Unlike the other five patients sleeping in their private rooms that night, I am here to do a story, and am accompanied by a photographer. As Peters attaches almost 30 electrodes, belts and monitors to various parts of my body and the camera clicks away, I keep thinking of Katie Couric exposing her colon to the world; it's little comfort.

"Each one of these monitors performs a different function," Peters explains. She begins attaching tiny discs to my body, each with its own wire, which will record brain waves, face twitches, teeth grinding, leg and eye movement and heart activity. In addition, there's a nasal airflow sensor; chest and abdomen belts; a finger oximeter to measure blood oxygen; a video stream to record body positioning and movement; and finally, my favorite, the snore microphone. I want to cry. My snoring, in stereo! Is nothing sacred?

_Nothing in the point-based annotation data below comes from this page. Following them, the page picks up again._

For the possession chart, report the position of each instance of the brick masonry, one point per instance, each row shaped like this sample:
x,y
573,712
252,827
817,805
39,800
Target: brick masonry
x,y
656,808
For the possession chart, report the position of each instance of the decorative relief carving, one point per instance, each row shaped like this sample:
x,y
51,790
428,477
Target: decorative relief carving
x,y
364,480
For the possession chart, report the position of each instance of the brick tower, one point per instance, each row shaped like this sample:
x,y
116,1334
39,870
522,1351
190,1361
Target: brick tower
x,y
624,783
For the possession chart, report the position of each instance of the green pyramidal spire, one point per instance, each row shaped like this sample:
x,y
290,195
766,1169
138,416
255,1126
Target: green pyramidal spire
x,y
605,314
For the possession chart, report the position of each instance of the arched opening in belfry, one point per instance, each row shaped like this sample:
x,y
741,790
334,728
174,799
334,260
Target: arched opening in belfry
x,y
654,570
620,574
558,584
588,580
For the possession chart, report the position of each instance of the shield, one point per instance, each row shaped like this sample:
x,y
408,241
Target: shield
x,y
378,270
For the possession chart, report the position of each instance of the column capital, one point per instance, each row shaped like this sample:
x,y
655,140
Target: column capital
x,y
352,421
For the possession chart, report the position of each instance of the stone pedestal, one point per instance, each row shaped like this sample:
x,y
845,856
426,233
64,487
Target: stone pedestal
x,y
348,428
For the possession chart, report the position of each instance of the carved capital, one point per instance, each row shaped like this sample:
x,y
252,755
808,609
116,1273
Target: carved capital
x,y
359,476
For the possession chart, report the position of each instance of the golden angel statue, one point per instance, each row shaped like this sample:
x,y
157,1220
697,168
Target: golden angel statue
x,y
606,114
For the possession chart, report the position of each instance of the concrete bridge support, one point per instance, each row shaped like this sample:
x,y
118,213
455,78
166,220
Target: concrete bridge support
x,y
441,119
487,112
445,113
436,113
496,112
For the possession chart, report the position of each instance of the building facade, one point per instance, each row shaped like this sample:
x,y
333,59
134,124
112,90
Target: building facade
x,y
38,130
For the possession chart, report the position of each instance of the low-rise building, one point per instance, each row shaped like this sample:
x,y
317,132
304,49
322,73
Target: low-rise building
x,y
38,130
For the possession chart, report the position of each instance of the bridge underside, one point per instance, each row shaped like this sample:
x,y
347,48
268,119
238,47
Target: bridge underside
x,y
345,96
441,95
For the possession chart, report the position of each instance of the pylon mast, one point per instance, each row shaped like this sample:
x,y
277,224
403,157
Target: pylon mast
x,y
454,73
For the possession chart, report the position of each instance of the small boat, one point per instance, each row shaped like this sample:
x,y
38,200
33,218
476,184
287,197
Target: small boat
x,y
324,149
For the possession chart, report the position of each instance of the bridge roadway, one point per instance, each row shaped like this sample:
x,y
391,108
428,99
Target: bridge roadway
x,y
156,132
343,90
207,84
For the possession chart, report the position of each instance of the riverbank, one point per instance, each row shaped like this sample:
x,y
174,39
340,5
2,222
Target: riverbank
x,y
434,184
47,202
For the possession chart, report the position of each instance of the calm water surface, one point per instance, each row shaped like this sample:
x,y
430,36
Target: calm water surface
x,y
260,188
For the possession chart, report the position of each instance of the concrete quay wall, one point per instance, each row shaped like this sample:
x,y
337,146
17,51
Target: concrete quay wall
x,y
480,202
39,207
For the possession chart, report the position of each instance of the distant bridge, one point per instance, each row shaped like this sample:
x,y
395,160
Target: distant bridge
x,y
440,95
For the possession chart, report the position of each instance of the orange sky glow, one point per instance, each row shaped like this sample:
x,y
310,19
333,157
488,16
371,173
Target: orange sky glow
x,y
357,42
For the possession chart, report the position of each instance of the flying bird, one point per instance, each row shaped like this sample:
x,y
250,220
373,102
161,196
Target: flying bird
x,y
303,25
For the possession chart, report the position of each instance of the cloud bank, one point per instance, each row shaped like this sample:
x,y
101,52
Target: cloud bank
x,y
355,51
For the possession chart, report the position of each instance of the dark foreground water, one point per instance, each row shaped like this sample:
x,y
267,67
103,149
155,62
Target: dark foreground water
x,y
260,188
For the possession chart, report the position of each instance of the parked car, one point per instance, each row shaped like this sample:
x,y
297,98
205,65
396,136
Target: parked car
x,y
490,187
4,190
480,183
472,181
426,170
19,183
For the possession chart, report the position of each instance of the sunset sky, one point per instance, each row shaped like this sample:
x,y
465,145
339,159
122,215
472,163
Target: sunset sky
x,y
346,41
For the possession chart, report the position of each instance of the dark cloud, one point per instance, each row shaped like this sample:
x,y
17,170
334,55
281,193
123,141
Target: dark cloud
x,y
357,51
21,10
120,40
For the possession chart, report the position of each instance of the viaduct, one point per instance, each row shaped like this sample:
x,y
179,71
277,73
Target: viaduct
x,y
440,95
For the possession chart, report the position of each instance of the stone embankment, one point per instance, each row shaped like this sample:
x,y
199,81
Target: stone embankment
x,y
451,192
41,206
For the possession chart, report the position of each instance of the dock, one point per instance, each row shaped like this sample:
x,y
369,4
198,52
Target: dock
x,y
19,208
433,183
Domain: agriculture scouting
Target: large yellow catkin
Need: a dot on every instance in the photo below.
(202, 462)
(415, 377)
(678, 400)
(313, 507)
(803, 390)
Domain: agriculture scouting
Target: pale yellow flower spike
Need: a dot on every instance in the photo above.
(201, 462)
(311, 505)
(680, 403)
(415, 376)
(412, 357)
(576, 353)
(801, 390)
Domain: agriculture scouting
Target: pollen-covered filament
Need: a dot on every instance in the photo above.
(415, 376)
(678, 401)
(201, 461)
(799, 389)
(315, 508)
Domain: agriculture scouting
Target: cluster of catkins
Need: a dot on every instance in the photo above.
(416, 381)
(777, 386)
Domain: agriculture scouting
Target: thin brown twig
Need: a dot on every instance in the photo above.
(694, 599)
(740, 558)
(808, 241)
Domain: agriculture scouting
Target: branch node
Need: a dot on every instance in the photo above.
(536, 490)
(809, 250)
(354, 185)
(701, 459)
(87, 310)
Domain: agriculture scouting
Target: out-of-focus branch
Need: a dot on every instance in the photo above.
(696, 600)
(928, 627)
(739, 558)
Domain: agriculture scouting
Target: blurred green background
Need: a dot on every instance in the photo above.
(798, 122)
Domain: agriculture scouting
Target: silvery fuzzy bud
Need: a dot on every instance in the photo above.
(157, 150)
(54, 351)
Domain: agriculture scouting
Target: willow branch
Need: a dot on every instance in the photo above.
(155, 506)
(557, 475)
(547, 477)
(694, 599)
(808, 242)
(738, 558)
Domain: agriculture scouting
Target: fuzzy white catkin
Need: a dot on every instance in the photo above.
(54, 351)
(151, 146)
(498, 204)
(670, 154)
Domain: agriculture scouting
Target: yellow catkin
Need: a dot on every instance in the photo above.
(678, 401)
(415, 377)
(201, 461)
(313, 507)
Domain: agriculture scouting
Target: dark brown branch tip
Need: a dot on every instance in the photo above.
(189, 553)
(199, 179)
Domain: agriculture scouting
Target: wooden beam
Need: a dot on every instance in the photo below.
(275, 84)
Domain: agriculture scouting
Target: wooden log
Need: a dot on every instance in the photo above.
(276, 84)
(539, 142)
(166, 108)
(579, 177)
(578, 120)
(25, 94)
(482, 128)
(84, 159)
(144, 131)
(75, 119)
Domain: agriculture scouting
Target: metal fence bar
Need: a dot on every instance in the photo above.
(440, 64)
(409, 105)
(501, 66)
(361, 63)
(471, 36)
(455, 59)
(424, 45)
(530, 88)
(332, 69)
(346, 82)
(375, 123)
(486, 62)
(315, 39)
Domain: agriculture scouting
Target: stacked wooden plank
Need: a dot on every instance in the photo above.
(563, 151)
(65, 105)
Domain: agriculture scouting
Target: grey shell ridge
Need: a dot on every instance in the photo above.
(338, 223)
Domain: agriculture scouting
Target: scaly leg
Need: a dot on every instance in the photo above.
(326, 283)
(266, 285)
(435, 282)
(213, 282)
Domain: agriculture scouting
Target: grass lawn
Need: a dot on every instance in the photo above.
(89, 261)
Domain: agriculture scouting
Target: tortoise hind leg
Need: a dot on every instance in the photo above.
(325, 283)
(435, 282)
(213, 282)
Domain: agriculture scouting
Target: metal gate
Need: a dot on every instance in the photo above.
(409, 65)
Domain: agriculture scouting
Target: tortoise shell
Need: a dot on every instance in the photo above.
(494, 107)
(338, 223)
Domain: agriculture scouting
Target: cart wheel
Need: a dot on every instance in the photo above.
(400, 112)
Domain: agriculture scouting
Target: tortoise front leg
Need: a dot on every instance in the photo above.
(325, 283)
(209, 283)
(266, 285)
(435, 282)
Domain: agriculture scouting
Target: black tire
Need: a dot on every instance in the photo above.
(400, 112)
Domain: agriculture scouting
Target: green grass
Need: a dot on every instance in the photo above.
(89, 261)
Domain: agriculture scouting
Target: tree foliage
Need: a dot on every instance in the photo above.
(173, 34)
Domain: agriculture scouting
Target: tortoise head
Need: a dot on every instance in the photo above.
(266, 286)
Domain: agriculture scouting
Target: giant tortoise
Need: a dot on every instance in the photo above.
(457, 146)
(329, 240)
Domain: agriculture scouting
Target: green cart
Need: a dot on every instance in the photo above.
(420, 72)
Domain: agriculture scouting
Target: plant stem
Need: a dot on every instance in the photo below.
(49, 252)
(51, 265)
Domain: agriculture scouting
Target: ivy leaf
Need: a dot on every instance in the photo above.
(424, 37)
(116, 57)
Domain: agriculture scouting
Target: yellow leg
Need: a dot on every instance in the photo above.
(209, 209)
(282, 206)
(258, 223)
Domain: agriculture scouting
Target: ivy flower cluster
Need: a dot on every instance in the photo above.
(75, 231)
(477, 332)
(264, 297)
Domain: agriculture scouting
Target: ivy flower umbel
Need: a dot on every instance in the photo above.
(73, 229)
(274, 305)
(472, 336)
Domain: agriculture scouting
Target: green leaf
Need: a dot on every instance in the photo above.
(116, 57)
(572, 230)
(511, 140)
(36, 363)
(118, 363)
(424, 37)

Forty-five minutes later, I look like a science experiment. And I'm tired. I've been up since 4 a.m., and it's time for sleep, which comes easily around 9:30 p.m. I did fine, until 1:12 a.m., when Peters comes in to adjust the dislodged nasal airflow sensor. I decide this is the perfect time for a bathroom break, normally a quick process, but not this night. Peters hooks my wires to a portable unit, which takes mere minutes but seems like hours, a process she repeats in reverse when I return to bed -- wide awake. I sleep on my side, but the loop around my ears that attaches the nasal airflow sensor is digging into my skull, forcing me to move from side to side ­-- not easy with all these wires. I keep expecting Peters to pop in again, wanting to reattach something else I have dislodged. That never happens, but neither does sleep. This is a perfect Lifetime movie night, but I don't want Peters to learn about that guilty pleasure. The TV remains dark.

At 6 a.m. I hit the shower, grab a cup of java to kick-start my body, and am ready to face the day ­-- exhausted as usual. Peters, ever the pro, is mum about my study, although she does reveal I snore. Nothing new here: My husband has been telling me this little tidbit for years.

A week later DeFelice calls with news I've actually been expecting: I have a mild case of sleep apnea and need a continuous positive airway pressure (CPAP) machine. Of the 8 hours, 24 minutes the lights were out, I slept 4 hours, 35 minutes. And I wonder why I am always tired? I'm half relieved/half scared.

Relieved, because my insomnia has a name. Scared, because it's disconcerting to know I stop breathing 12 times each hour. I'm also excited, thinking soon I will wake each morning feeling refreshed. What a concept.

And one more thing: Now that I have the diagnosis, and know that losing weight will only help my sleep apnea, I am more determined than ever to shed some pounds. This is more than a New Year's resolution. It's my life we're talking about, and I plan to be around for many years to come.